Die von den Supranaturalisten festgehaltene Annahme übervernünftiger Wahrheiten wurde verworfen, weil das Übervernünftige ein Widervernünftiges sei, und nur zugestanden, daß Gott durch übernatürliche Veranstaltung den Menschen Vernunftwahrheiten früher mitgeteilt haben könne, als sie, sich selbst überlassen, auf dieselben gekommen sein würden, oder etwa verloren gegangene Wahrheiten auf jenem außerordentlichen Wege für das menschliche Bewußtsein wieder aufgefrischt habe.
Dennoch wollte auch der Rationalismus an der Autorität der Bibel festhalten und behauptete, sich im vollen Einverständnis mit ihrem wahren Sinn zu befinden. Da er aber ebenso wie der Naturalismus die Wunder als widernatürlich verwarf, so beseitigte er das Wunderbare aus den biblischen Erzählungen durch die sog. natürliche Auslegung, und deutete die dem Zeitalter fremd gewordenen religiösen Vorstellungen der Bibel entweder um oder schaffte sie durch die Annahme fort, daß die biblischen Schriftsteller sich nur aus pädagogischen Gründen den jüd. oder heidn.
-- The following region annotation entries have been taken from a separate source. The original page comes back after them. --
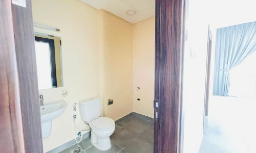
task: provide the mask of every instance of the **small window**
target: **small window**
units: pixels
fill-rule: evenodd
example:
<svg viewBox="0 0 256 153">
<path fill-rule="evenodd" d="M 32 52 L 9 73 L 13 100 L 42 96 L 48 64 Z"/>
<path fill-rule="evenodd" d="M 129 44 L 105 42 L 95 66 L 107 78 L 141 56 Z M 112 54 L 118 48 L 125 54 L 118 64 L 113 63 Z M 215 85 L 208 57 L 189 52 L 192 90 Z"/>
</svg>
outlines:
<svg viewBox="0 0 256 153">
<path fill-rule="evenodd" d="M 35 37 L 39 89 L 57 87 L 54 40 Z"/>
</svg>

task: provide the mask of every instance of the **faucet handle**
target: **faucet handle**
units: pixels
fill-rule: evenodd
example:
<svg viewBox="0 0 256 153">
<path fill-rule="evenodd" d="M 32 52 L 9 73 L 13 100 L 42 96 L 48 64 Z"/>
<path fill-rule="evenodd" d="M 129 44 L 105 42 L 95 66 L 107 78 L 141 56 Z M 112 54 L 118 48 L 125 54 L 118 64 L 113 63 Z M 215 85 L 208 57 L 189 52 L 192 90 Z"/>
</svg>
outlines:
<svg viewBox="0 0 256 153">
<path fill-rule="evenodd" d="M 44 96 L 42 94 L 40 94 L 39 95 L 39 98 L 40 99 L 44 99 Z"/>
</svg>

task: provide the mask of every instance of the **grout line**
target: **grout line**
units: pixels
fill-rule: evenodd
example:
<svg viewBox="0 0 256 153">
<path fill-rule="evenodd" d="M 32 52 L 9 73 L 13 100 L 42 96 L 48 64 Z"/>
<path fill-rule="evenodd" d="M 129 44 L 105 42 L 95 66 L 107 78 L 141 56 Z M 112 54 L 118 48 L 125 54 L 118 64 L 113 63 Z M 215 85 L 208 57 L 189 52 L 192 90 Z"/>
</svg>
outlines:
<svg viewBox="0 0 256 153">
<path fill-rule="evenodd" d="M 120 149 L 120 150 L 119 150 L 117 153 L 119 153 L 120 151 L 122 151 L 122 148 L 121 148 L 121 149 Z"/>
<path fill-rule="evenodd" d="M 89 147 L 88 147 L 86 149 L 84 149 L 84 151 L 85 151 L 86 150 L 87 150 L 87 149 L 88 149 L 89 148 L 90 148 L 90 147 L 92 146 L 93 145 L 92 145 L 92 144 L 91 145 L 90 145 L 90 146 L 89 146 Z"/>
<path fill-rule="evenodd" d="M 120 146 L 119 146 L 117 144 L 115 143 L 115 142 L 114 142 L 112 140 L 110 140 L 110 141 L 111 142 L 112 142 L 113 143 L 115 144 L 115 145 L 117 145 L 118 147 L 119 147 L 119 148 L 120 148 L 121 149 L 122 149 L 121 147 L 120 147 Z"/>
</svg>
Zeitmeinungen anbequemt hätten. Auf diese Weise behielt man als wesentlichen Inhalt der Schrift nur die sog. vernünftigen Wahrheiten übrig, unter denen der gewöhnliche Rationalismus die drei höchsten «Vernunftideen» Gott, Freiheit und Unsterblichkeit als notwendige Bedingungen alles moralischen Handelns begriff. Hiermit glaubte man zwischen Christentum und Vernunft Frieden gestiftet, die Autorität der Bibel gerettet und zugleich den berechtigten Forderungen des Naturalismus genügt zu haben.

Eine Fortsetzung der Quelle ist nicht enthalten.